You’ve seen the headlines: The U.S. Court of Appeals for the Eleventh Circuit has upheld a lower-court ruling that Obamacare’s individual mandate — which requires all U.S. residents to purchase health insurance — is unconstitutional. The case in question, Florida v. Health and Human Services, is the most important of all the Obamacare constitutional challenges thus far, because the plaintiffs include the governors and attorneys general from 26 states.

In January, when lower-court judge Roger Vinson overturned the entirety of Obamacare in the same case, I wrote that Vinson’s ruling “could go down as an important landmark in the history of American liberty.” The new ruling is even more significant. The 207-page majority opinion of the Eleventh Circuit, penned by appointees of Bill Clinton and George H. W. Bush, is the most rigorous and complete repudiation of the mandate ever written. It stands in stark contrast to the blitheness of the 26-page lead opinion from the Sixth Circuit decision in June upholding the mandate. The Eleventh Circuit judges persuasively make the case that “the government’s position amounts to an argument that the mere fact of an individual’s existence [means that] Congress may regulate them at every point of their life.”

The Eleventh’s impressive opinion makes certain that the Supreme Court will take up the Obamacare challenges. But, most importantly, Judges Joel Dubina and Frank Hull have marshaled facts and arguments in their ruling that will be impossible for the High Court’s swing voters to ignore.

The evidence that the individual mandate was the foundation of Obamacare is irrefutable. Indeed, the law’s advocates said so from the outset. Obamacare’s subsidized exchanges were designed to mitigate the mandate’s imposition of heavy insurance costs on lower-income Americans. The law’s insurance regulations will drive up the costs, and thereby decrease the incentives, for healthier individuals to buy insurance; they are thus viable only if accompanied by a mandate.
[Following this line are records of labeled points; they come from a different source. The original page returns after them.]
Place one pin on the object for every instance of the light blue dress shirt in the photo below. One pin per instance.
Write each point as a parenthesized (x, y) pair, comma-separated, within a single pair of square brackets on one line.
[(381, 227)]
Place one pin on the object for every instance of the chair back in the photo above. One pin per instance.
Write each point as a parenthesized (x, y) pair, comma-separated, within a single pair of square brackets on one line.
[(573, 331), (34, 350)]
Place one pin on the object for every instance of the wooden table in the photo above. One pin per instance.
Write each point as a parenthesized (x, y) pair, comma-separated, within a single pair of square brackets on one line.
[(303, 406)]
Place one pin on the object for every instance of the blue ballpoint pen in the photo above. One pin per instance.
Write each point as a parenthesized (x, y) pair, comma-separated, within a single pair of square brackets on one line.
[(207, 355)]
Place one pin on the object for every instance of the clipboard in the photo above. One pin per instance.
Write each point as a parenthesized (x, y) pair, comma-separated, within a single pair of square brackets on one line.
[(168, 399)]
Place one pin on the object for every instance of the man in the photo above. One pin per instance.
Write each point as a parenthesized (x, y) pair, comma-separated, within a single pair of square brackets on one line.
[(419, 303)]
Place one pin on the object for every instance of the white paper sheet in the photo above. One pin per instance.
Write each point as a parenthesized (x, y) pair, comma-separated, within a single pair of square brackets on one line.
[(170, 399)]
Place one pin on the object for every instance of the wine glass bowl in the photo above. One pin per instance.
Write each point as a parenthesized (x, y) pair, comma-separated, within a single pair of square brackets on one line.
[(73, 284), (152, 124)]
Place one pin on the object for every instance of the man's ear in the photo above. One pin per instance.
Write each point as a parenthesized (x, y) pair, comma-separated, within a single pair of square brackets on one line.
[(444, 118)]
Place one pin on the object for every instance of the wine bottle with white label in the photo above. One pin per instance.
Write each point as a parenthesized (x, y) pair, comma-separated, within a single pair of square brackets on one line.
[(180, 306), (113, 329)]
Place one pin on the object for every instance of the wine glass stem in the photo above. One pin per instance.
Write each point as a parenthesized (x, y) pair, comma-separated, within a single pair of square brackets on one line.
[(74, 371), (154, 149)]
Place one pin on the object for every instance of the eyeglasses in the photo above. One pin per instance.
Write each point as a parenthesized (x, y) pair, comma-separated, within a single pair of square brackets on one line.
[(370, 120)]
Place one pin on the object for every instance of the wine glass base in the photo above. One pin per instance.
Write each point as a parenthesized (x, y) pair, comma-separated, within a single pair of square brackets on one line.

“In sum,” they conclude, “the individual mandate is breathtaking in its expansive scope. It regulates those who have not entered the health care market at all. It regulates those who have entered the health care market, but have not entered the insurance market (and have no intention of doing so). It is overinclusive in when it regulates: it conflates those who presently consume health care with those who will not consume health care for many years into the future. The government’s position amounts to an argument that the mere fact of an individual’s existence substantially affects interstate commerce, and therefore Congress may regulate them at every point of their life. This theory affords no limiting principles in which to confine Congress’s enumerated power.”

In an ideal world, it wouldn’t be necessary for judges to become health-care wonks in order to overturn constitutional insults. But judges are human. Dubina and Hull’s work identifying the mandate’s flaws, from a policystandpoint, will help moderates on the Supreme Court repudiate the provision with a clear conscience. It’s hard not to be confident today that, come June 2012, justice will be done.